Urban Agriculture & Regional Food Systems (Jan 2021)
Strategic placement of urban agriculture: A spatial optimization approach
Abstract
Abstract Strategic placement of urban agriculture such as community gardens can expand alternate food supply, support physical activity, and promote social interactions. While social and health benefits are critical priorities when planning new urban agriculture locations, no widely accepted site selection methods have been established. We developed a spatial optimization model to identify new urban agriculture locations in the City of Indianapolis, Marion County, Indiana. Considering block groups with vacant parcels as potential locations, the study uses p‐median optimization to identify the 25 best locations that would minimize travel from any block group in the city to potential garden locations.

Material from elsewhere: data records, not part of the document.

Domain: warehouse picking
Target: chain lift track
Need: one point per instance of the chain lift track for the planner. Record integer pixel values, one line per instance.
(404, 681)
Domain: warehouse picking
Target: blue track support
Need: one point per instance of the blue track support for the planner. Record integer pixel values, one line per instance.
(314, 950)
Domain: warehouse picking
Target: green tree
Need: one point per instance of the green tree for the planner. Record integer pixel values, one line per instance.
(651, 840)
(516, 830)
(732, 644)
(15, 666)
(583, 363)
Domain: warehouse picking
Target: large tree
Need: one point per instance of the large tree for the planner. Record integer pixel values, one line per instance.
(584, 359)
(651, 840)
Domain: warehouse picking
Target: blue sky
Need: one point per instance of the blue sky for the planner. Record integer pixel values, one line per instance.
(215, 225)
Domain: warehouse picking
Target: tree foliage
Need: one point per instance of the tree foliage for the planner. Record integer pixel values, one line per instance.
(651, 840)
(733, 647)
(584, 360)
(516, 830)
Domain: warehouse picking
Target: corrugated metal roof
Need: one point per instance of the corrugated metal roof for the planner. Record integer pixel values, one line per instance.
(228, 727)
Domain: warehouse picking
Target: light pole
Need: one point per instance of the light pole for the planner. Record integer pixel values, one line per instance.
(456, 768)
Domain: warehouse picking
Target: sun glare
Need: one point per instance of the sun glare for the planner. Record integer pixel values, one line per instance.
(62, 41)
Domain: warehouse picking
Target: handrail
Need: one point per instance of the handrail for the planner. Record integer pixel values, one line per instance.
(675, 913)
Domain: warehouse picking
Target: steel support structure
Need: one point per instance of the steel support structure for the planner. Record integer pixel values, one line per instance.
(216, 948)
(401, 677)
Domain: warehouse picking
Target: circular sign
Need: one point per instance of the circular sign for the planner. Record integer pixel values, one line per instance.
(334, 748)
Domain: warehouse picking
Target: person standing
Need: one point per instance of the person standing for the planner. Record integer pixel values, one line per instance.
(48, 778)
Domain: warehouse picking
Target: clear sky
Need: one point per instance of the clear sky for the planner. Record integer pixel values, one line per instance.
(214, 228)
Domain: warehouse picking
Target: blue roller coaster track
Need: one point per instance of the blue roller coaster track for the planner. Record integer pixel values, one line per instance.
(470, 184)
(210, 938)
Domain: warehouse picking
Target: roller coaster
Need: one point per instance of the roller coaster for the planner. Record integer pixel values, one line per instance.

We weighted each block group based on food access and prevalence of obesity, where food access was characterized on three dimensions: economic, geographical, and informational. The model was simulated for three policy scenarios with equal, stakeholder‐driven, and obesity‐driven weights, and the results were compared with randomly selected locations. We found that optimally selected locations were 52% more efficient than randomly chosen locations in terms of the average distance traveled by residents based on the p‐median solution. However, there was no significant difference in travel distance among the three policy scenarios. The spatial optimization model can help policymakers and practitioners strategically locate urban agriculture sites.